I would find a good endocrinologist to monitor you for the duration of the pregnancy and then at least 6-8 weeks after.
This is relatively common (and can cause miscarriage) but if monitored and treated with medication is mostly a non-issue. Both you and baby will be fine as long as you get the correct thyroid replacement medication to help support the needs for you and baby during pregnancy.
Higher TSH means that your body is "asking" your thyroid to work harder. TSH is "thyroid stimulating hormone" - so a higher TSH level means your thyroid isn't functioning at optimal levels and is sluggish....and your body is sending out increased TSH into your blood saying to your thyroid "hey, we need more from you"
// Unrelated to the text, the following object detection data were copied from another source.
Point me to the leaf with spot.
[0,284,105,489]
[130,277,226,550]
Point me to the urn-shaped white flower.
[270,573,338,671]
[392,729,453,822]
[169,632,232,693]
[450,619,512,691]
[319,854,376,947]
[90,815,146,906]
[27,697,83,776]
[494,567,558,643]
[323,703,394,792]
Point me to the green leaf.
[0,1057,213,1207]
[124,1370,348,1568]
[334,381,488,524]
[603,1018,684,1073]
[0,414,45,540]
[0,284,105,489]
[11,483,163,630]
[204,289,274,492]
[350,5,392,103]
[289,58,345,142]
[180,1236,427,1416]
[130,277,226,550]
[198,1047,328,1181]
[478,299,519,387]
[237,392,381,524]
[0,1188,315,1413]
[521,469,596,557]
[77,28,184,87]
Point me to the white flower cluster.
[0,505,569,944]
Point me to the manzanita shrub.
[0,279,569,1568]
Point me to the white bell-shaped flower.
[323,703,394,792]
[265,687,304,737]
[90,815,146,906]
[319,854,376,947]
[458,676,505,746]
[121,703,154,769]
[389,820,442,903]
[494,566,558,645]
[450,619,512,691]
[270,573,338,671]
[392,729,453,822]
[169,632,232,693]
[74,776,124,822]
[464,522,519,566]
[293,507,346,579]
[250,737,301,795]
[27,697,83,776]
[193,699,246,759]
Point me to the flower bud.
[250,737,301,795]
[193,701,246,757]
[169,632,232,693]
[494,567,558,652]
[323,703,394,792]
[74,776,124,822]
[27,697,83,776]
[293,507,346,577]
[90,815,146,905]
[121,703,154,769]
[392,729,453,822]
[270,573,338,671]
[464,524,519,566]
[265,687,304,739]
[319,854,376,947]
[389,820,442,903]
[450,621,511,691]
Lower TSH levels (below a 1) indicate that your thyroid is functioning too well and may be hyperactive. That can happen in pregnancy if you end up taking too much Synthroid (Levo).
Synthroid/levothyroxine is a synthetic replacement of the hormone that your thyroid naturally produces. The doctor will start you with a lower dosage to see if it is enough to meet your needs. You will likely take it once a day in the morning (take on an empty stomach with water and don't eat for 30 minutes). Your doctor will/should order bloodwork in 4 weeks after you start taking the medication to check your TSH levels to find out if the dosage you are taking is enough to meet the demands of your body. During pregnancy, you want a TSH level ideally between 1 and 2.
it takes a bit to understand thyroid stuff so don't be scared or overwhelmed. With medication, it is pretty well controlled once they get the right dosage.
I'm glad they found something but worried it's too late, my levels were nearly 4 yesterday and I can't start the medicine until the morning. So I'm just trying to be calm. We did see a hb yesterday and my losses were both early second tri.
Four is okay - especially if you've started treatment. My RE allowed me to cycle as long as I was at 5 and actively fixing it with synthroid.
You're going to be fine. The old TSH definition is 5, the new is 3. You are in that gray area between old normal and new normal. But you're now treating.
When I was diagnosed with Hashimoto's, my TSH was 13. That was a huge problem for me, my RE and my GP. My RE said that level was perhaps the reason I had an early loss but there's no way to be sure.
Good luck!
EDIT: Many REs will say that "under two" is optimal for TSH, but I truly wonder how many women actually hit that sweet spot consistently. Pregnancy and after pregnancy can both stress your thyroid - that's why TSH is a common blood test check in early pregnancy. Many women aren't tested until 6-8 weeks and then treated if necessary.